What's the difference between Federal Student Loans and Private Student Loans?

Federal Student Loans -These loans carry fixed interest rates and so usually have a lower total cost than private loans with variable rates. If you need to take out student loans to pay for school, start with federal loans first.

Private Student Loans - After you have exhausted your federal loan options, consider private loans as an alternative funding source. It's important to compare private student loans when shopping to find the best match for your needs.

How do I find student loans?

Federal Student Loans - As of July 1, 2010, you will have to go directly through your college to get federal loans as all federal student loans are being moved to the Direct Lending Program.

How do I comparison shop for private loans?
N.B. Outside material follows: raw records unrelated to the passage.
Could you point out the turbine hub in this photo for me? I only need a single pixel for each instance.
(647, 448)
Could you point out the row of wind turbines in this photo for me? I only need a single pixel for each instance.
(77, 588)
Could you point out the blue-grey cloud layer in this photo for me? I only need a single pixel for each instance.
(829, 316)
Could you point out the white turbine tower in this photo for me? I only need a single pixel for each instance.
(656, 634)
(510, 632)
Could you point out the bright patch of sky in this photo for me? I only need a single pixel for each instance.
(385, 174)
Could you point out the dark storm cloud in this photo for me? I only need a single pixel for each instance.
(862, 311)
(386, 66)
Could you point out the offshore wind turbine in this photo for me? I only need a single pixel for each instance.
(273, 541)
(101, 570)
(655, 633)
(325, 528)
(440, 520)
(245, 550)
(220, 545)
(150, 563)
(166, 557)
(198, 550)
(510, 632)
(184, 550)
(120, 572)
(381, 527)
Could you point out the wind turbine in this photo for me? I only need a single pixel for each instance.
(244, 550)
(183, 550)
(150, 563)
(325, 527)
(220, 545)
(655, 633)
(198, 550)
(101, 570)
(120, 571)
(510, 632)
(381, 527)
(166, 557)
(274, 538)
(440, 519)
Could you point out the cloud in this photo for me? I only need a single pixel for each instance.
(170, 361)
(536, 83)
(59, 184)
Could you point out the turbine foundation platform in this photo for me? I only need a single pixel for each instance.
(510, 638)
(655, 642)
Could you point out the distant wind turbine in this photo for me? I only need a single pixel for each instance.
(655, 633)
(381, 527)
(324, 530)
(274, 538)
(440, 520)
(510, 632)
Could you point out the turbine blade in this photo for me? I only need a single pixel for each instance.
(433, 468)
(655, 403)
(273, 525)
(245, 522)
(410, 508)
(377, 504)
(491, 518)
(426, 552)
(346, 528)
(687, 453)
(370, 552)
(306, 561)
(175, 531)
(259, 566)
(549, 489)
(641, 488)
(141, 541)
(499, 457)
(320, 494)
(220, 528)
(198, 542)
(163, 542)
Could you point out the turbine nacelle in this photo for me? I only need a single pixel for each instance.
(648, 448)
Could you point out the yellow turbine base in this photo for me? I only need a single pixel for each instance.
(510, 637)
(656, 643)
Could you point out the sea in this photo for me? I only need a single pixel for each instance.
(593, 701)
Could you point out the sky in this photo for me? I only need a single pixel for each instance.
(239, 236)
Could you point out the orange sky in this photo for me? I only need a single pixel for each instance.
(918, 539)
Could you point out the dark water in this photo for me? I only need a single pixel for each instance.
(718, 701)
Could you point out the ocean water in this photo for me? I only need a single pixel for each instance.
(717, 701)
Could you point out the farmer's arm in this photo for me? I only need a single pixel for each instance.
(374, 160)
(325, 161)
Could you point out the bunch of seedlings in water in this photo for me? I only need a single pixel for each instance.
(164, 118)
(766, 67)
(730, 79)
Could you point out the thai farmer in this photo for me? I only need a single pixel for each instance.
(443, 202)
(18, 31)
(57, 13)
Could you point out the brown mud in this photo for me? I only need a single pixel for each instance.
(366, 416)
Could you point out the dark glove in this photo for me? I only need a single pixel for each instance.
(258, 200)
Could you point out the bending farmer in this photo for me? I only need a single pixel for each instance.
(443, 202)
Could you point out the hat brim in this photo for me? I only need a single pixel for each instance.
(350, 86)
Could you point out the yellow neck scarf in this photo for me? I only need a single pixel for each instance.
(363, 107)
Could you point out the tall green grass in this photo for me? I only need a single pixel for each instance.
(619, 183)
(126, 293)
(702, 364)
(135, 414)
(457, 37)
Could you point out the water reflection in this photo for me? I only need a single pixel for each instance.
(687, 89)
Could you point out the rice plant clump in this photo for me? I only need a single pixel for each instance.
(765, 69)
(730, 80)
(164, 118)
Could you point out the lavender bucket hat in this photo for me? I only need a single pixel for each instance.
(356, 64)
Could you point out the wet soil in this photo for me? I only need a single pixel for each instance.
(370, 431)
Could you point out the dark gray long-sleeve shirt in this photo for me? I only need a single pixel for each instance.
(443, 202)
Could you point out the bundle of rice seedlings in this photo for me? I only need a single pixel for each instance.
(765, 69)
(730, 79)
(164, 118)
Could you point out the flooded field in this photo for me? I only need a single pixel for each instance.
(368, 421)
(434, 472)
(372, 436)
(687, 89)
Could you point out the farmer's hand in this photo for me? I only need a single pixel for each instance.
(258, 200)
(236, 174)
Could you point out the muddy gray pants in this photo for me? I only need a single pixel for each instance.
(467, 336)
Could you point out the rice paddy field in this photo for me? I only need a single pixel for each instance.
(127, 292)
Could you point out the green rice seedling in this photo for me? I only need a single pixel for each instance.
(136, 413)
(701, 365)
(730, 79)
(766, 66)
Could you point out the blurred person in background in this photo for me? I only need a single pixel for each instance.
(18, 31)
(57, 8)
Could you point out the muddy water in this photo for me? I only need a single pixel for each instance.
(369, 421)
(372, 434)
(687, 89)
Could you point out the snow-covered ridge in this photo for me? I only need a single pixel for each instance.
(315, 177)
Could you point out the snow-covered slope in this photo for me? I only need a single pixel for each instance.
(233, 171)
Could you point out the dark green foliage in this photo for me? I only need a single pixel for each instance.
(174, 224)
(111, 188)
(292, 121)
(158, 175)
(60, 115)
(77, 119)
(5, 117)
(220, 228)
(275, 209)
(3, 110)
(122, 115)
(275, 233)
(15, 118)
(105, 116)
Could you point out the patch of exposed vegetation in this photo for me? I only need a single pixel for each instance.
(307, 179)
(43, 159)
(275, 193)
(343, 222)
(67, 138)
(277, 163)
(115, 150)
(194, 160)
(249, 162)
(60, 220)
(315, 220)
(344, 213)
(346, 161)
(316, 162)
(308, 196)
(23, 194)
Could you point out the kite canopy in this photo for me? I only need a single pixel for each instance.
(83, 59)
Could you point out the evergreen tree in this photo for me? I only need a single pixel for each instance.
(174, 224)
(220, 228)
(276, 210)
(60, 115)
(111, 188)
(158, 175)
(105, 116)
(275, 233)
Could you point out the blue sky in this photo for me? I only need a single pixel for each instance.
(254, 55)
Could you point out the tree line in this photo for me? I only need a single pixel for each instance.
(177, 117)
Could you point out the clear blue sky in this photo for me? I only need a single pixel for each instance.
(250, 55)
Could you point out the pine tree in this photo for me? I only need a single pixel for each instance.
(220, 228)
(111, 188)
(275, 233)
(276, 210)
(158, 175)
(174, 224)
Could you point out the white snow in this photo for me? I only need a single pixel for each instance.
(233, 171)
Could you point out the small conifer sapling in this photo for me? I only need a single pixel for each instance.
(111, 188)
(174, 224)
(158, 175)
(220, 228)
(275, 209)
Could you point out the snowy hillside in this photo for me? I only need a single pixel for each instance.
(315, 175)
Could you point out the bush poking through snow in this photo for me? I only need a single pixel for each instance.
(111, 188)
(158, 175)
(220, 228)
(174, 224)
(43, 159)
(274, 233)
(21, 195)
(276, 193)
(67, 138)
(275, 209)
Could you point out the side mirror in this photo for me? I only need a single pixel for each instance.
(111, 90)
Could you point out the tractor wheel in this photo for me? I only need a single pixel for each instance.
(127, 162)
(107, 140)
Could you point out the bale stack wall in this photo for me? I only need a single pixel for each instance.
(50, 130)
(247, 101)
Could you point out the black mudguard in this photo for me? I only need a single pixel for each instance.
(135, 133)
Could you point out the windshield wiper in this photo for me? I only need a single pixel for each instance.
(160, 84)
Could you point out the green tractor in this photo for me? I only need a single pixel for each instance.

Private loans are a source of funding meant to supplement (not replace) borrowing through federal student loans. For many students, federal loans aren't enough to cover the cost of attendance. In this case, private student loans might be an appropriate option.
  • Compare Private Student Loans - While federal loans are regulated to have the same rates and fees, private student loans come in different shapes and sizes. So it's important to compare different private student loans across many different variables and features to find the right product for your needs.

  • Find low interest student loans - The Annual Percentage Rate ("APR") on a loan factors in all the costs associated with the loan so that you can compare one loan to another on an apples-to-apples basis. But interest rate alone is not an adequate point for comparison. For example, a loan with a high interest rate might look worse than a loan with a lower interest rate, but high fees on the lower-rate loan mean that it might actually be more expensive. The APR would reflect this difference.

  • Also compare total cost of loan, or "price" of loan - This takes repayment terms such as interest rates and timeline for repayment into consideration. Your need for $5k today, may cost you considerably more if paid back over the course of 10 years. APR expresses a similar point of comparison, but it's often useful (and sobering) to see how much a loan might cost you over time. Remember - loans with shorter repayment terms will usually cost less than those with longer repayment terms.

*Keep in mind that your education is going to span several years - borrowing can really add up, so proceed with caution. When you're trying to find the right student loan, remember to shop around.